E o que dizer do “Algoritmo P”? Ele não é apenas um código de programação. É, em sua essência, o reflexo e o amplificador de uma patologia coletiva que encontra no ambiente digital um terreno fértil para se manifestar. Ele potencializa o voyeurismo, distorce a percepção da infância, conecta predadores e vítimas, e perpetua um ciclo de invasão e exploração que viola o sagrado direito de toda criança à privacidade, à proteção e a uma infância genuína. É um espelho sombrio das sombras que habitam o inconsciente coletivo, revelando nossa capacidade de instrumentalizar o mais vulnerável em nome do lucro e do entretenimento.

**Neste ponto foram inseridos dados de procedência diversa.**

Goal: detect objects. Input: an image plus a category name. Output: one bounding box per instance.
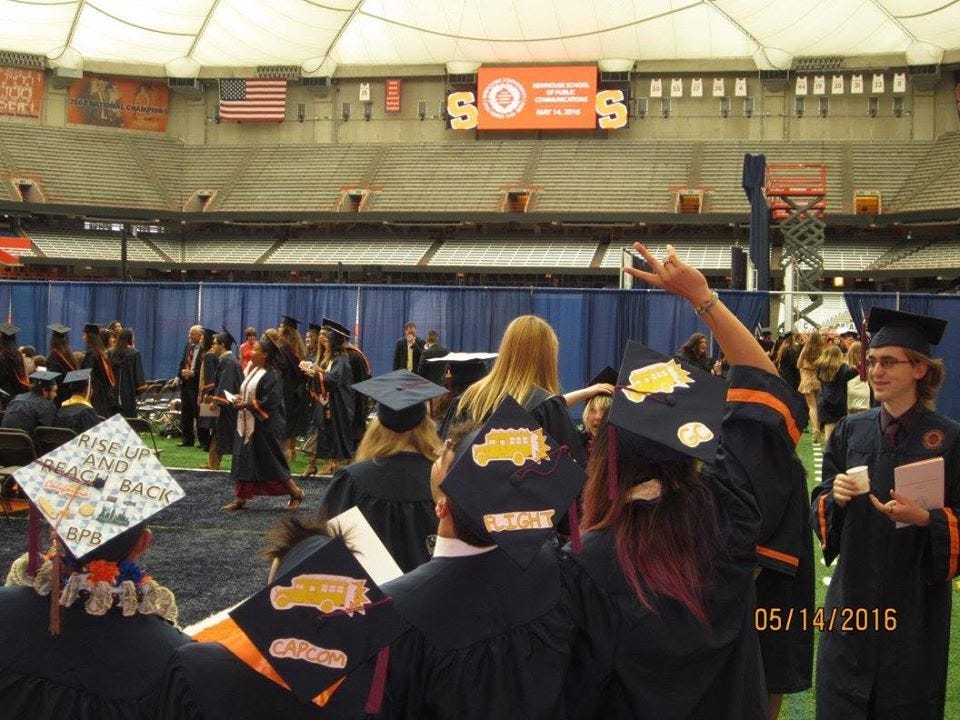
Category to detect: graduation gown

O que o vídeo de Felca nos trouxe, e que a psicanálise nos ajuda a aprofundar, é um chamado urgente à responsabilidade. Não basta indignar-se diante de uma manchete ou de um vídeo viral; é preciso compreender a complexidade do que está acontecendo com a alma de nossas crianças. Precisamos de uma “reverie” coletiva como sociedade, um momento para parar, pensar e sentir o peso dessa realidade. Precisamos restabelecer o ambiente de “holding” não só nas famílias – através da educação e da conscientização sobre os perigos e as responsabilidades parentais no digital – mas também nas políticas públicas, nas empresas de tecnologia e, sobretudo, em nossa própria consciência sobre o uso e os perigos do mundo digital. A proteção da infância é um imperativo ético e um investimento no futuro da própria humanidade. Que a infância seja livre para sonhar, para brincar, para errar e para crescer, sem que sua alma seja vendida em um leilão de curtidas e engajamento.